Parmi ces visages rouges, celui de Brom était hilare. Il venait de découvrir celui qui l'accompagnerait demain, et se réjouissait de voir dans la personne du concerné un inconnu, et un étranger. Car à la différence des locaux, le berger avait énormément voyagé par le passé en qualité de forban idéaliste, et regrettait bien souvent de se trouver en quelque sorte condamné à revoir toujours les mêmes hommes et les mêmes femmes. A un tel point qu'à ses yeux, chaque naissance avait quelque chose de l'ordre de la bénédiction. Seulement, il évitait au maximum le sujet. Il gardait quelque part l'idée que ses enfants à lui devaient avoir connu une fin atroce, si les mutins de son équipage leur avait fait connaître le sort qui avait été le sien... la planche. Son aîné n'avait pas dix ans, à cette époque.


-Oh, oh ! Pas d'inquiétude, mon ami ! On va quand même pas se précipiter à l'ouvrage alors que les chiens sont si fiers de mener la baraque ! Si on part après le casse croûte, ce sera déjà le bout du monde !
-Brom !

Détournant pour un instant son attention de la jeune fille qui distribuait des roses en servant des verres de vin chaud, Sören porta vers le berger un regard plein d'espoir.

-Qu'est ce qui t'arrive, p'tit gars ?
-J'pourrais v'nir, demain ?

Un rire profond et rauque agita la barbe épaisse de Brom, qui posa une main aussi calleuse qu'amicale sur l'épaule de l'étranger qui l'accompagnerait à la pâture.

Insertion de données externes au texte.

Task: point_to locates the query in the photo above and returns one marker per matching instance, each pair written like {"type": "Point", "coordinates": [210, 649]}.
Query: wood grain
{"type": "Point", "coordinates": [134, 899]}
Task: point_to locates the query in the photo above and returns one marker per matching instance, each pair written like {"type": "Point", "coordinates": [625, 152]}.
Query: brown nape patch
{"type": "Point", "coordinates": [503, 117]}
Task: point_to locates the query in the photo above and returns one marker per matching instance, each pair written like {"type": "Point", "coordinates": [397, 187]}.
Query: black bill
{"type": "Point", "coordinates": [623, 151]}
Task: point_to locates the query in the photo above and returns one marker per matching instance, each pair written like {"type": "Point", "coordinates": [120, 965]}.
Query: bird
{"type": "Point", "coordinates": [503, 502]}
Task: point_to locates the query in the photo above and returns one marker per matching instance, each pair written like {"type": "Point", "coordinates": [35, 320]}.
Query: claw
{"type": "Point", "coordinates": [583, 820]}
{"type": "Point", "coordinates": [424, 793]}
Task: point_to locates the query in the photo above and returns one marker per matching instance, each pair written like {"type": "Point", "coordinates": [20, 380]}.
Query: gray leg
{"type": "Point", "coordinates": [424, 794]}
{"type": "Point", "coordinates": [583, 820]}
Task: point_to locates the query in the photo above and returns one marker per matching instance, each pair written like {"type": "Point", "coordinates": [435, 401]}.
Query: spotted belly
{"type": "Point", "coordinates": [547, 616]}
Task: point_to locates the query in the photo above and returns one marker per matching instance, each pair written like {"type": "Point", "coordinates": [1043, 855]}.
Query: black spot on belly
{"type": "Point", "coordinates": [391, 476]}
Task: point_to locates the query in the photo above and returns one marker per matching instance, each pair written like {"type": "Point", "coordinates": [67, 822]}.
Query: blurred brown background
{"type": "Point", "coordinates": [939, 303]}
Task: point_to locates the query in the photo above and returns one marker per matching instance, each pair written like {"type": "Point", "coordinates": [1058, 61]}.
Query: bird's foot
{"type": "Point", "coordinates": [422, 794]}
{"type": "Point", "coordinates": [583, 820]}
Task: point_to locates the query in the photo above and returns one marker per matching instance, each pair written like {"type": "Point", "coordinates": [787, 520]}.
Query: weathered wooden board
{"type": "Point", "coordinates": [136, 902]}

-Curieux comme une vieille chouette ! Avoue que tu as envie de poser des tas de questions à notre malheureux invité... Hein ?
-Ben...
-Il en est pas question.

Un froid passa, entre les deux hommes et le garçon. Les traits tirés, droit et digne serré dans son paletot et béret vissé sur la tête, un paysan venait d'apparaître auprès de Sören. Le père Hurlevent n'avait rien d'un drôle. Dur avec lui-même comme il l'était avec sa femme et ses enfants, il plaçait le travail en idéal absolu. Il n'était pas venu au début de la fête, sans doute retenu par un dernier hectare à désherber ou une pièce de cuvage à remplacer. Une tâche qui aurait pu attendre, mais qu'il n'aurait pu supporter de remettre au lendemain. Il en allait de son honneur et de l'idée qu'il se faisait de la réussite.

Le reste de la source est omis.